Banned books: A look into literary censorship in the 21st century


Emma Fudacz

Anderson’s Bookshop in Downers Grove proudly displays books that have been censored in the past.

Banning books certainly is not a foreign concept, with the first attempt to ban literature dating back to 1637. However, access to social media may be contributing to the ever-growing attempts to ban books across the country. From July 2021 to June 2022, PEN America’s Index of School Book Bans lists 2,532 instances of individual books being banned, with the highest percentage of books banned in Texas.

“Social media spreads quickly, so if someone’s trying to ban a book, and they post on social media, a lot of people will see it and more can agree with it. Also some people might just be going along with others that they follow on social media because they think they should do what everybody else is doing,” sophomore Kailee Rodeck said.

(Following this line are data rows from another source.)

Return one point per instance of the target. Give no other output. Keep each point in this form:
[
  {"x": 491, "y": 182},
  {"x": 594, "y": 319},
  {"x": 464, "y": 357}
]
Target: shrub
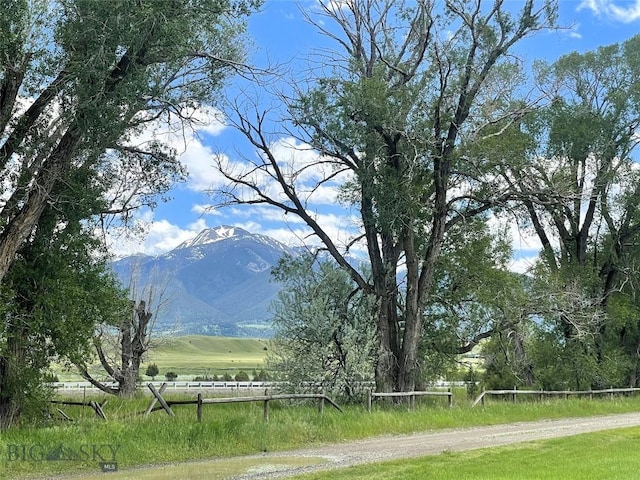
[
  {"x": 152, "y": 371},
  {"x": 242, "y": 376}
]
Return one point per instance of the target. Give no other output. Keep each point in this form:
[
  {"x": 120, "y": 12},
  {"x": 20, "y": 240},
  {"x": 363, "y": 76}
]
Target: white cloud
[
  {"x": 160, "y": 237},
  {"x": 628, "y": 13}
]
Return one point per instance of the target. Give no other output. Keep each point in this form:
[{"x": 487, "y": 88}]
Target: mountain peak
[{"x": 211, "y": 235}]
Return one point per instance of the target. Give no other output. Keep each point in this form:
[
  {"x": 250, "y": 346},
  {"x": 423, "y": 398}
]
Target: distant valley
[{"x": 219, "y": 283}]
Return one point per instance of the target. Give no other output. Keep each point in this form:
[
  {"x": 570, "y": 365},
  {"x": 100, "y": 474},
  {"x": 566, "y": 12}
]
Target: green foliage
[
  {"x": 324, "y": 328},
  {"x": 98, "y": 74},
  {"x": 152, "y": 371},
  {"x": 233, "y": 430}
]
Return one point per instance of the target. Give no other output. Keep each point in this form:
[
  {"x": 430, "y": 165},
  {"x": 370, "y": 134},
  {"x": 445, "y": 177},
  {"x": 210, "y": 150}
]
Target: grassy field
[
  {"x": 238, "y": 429},
  {"x": 200, "y": 355},
  {"x": 197, "y": 355},
  {"x": 603, "y": 455}
]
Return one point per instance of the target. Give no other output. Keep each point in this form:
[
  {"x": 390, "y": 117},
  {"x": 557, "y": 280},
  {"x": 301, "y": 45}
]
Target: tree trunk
[
  {"x": 10, "y": 377},
  {"x": 9, "y": 410}
]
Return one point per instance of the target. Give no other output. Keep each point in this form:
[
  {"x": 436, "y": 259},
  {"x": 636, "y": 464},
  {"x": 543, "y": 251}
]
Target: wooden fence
[
  {"x": 371, "y": 395},
  {"x": 97, "y": 407},
  {"x": 542, "y": 394},
  {"x": 199, "y": 401}
]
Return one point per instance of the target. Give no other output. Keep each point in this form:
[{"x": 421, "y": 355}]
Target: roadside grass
[
  {"x": 602, "y": 455},
  {"x": 238, "y": 429}
]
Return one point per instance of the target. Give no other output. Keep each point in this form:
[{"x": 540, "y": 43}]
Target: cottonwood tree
[
  {"x": 121, "y": 347},
  {"x": 324, "y": 335},
  {"x": 388, "y": 115},
  {"x": 80, "y": 82},
  {"x": 579, "y": 188}
]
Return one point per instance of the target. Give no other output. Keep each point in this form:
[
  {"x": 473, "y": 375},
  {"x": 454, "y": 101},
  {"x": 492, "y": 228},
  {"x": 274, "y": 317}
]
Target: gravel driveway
[
  {"x": 289, "y": 463},
  {"x": 421, "y": 444}
]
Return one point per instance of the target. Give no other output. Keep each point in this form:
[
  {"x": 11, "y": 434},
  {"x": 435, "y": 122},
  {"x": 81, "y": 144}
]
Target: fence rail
[
  {"x": 371, "y": 395},
  {"x": 199, "y": 401},
  {"x": 171, "y": 385},
  {"x": 541, "y": 394}
]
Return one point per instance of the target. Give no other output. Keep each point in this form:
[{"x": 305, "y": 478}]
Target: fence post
[{"x": 321, "y": 402}]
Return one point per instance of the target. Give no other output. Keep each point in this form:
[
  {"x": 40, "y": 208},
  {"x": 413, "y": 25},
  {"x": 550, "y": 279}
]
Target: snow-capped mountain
[{"x": 216, "y": 284}]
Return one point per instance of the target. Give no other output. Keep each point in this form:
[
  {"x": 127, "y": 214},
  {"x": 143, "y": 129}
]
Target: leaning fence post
[
  {"x": 162, "y": 401},
  {"x": 154, "y": 400},
  {"x": 321, "y": 402}
]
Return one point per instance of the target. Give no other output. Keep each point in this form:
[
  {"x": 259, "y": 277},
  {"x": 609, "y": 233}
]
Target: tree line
[{"x": 424, "y": 119}]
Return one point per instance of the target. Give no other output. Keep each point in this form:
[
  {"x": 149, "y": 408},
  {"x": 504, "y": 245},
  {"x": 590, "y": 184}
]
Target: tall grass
[{"x": 237, "y": 429}]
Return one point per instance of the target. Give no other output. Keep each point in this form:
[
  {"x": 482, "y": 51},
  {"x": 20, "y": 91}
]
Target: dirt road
[
  {"x": 421, "y": 444},
  {"x": 286, "y": 464}
]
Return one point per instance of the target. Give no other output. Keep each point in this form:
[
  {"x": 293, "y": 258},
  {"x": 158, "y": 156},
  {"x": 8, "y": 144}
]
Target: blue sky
[{"x": 280, "y": 34}]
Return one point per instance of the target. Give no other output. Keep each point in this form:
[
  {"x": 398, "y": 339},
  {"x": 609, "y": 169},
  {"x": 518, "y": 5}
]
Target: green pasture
[
  {"x": 194, "y": 355},
  {"x": 232, "y": 430},
  {"x": 201, "y": 355}
]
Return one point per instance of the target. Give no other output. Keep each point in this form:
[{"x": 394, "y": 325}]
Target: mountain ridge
[{"x": 218, "y": 283}]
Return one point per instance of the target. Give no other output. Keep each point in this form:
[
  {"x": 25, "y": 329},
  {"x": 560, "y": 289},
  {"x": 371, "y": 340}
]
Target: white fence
[{"x": 172, "y": 385}]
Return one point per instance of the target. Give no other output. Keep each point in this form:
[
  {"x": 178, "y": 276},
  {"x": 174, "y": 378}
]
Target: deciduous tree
[{"x": 410, "y": 88}]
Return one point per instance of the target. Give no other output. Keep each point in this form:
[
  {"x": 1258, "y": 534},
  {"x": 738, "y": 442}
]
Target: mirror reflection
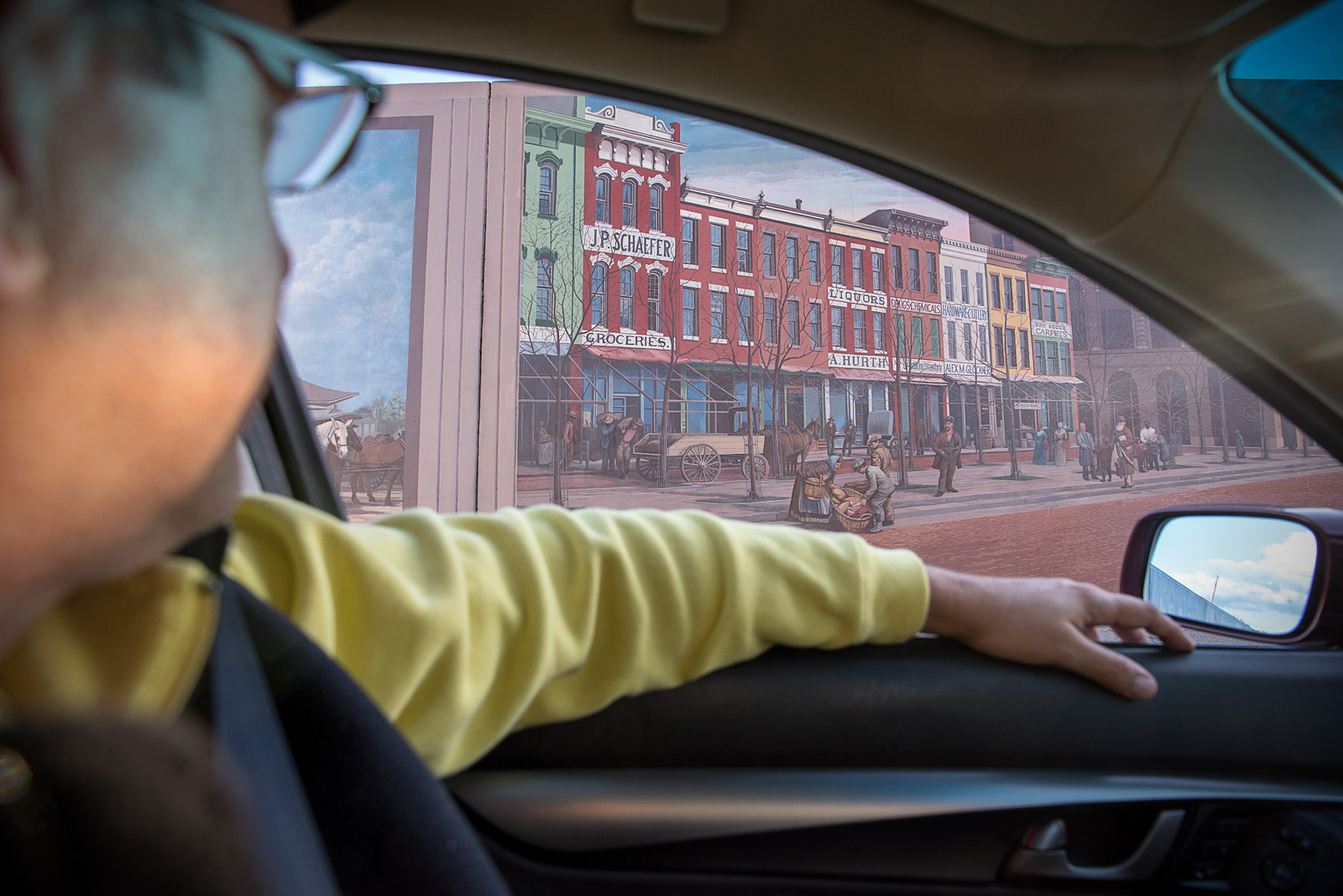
[{"x": 1248, "y": 573}]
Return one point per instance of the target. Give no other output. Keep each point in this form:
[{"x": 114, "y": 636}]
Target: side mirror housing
[{"x": 1252, "y": 573}]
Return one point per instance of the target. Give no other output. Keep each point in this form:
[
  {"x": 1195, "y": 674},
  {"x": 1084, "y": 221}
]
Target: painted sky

Some books that are currently renowned as classical literature have been some of the most banned books in the country, such as “The Catcher in the Rye” by J.D. Salinger and “To Kill a Mockingbird” by Harper Lee. However, regarding modern books, English teacher Kierstin Thompson believes that social media is allowing for a more unified attempt to ban specific books across the country.

“I think that it’s getting more attention these days because a lot of the books that are being challenged are being challenged across the United States as opposed to localized places,” Thompson said.

In addition to the rise of social media in the 21st century, there has also been a more prevalent conversation about equity in America when it comes to race, sexuality and gender identity among other topics. Correspondingly, there has been a rise in book challenges regarding books that discuss these topics. From the same study done by PEN America, 81% of banned books had LGBTQ+ themes and/or a protagonist of color.

Most books in fiction and nonfiction can have educational value; they teach us about others’ experiences and how they see the world. Even books with radical ideologies, left or right on the political spectrum, should be available to help students understand the human condition. Everyone thinks differently, and books are an important window into each others’ points of view,

— senior Shelby Balsamo

District 99 is no stranger to book challenges, with a high profile challenge that occurred in November 2021 against the book “Gender Queer” by Maia Kobabe. “Gender Queer” contained LGBTQ+ themes among other messages from Kobabe, but some parents claimed that the book was pornographic. After further evaluation from the district, “Gender Queer” was allowed to remain in the school libraries.

Head Librarian Kim Pakowski detailed what the process is like to approve and acquire books for the DGS library collection.

“We have a collection development [policy] that we follow that dictates what we can and cannot order for our library. There are always community members that have opinions on what books should be in a library. As librarians, our perspective is that we try to build a collection that is appropriate for our setting and that we purchase books that follow that collection development policy,” Pakowski said.

While Pakowki also believes that social media has contributed to the uptick in book challenges, she also sees a way that librarians can use social media to their advantage to help be aware of potential challenges.

“We started paying attention to all of the books being talked about in different parts of the country, and did we have any of these, which ones do we have and which ones do we not have? I think social media has definitely impacted it on both sides– for librarians it helps us provide a support system for each other and [have] an idea of what’s going on,” Pakowski said.

While there are many books that have been challenged or banned in American history, many of them are now regarded as classic literature. (Emma Fudacz)

Most books that are challenged are challenged on the basis that they contain explicit content that is not appropriate for teenagers. Some, like English teacher Zach Kuhn, believe that there needs to be a deeper conversation about what is defined as explicit within the contents of a novel.

“There are books that should not be in the hands of teenagers– I’m thinking of “Mein Kampf” [or] “The Unabomber’s Manifesto”– really extreme works that were written by fascists, purveyors of genocide and/or murder. There have always been books that are kept from students because of the content in them. A book about someone struggling with their identity that shows depictions of sex or violence is very different from a book that shows sex and violence for the purpose of excitement,” Kuhn said.

While literary censorship is not an issue that will be going away, Balsamo hopes that people will become more empathetic by viewing the world from other perspectives through reading.

“Many books that are being banned are being banned because they conflict with the thoughts and ideas of the people banning them. Growth comes through challenge. Students can’t grow if they are only fed one thought process, and it certainly stunts the development of compassion,” Balsamo said.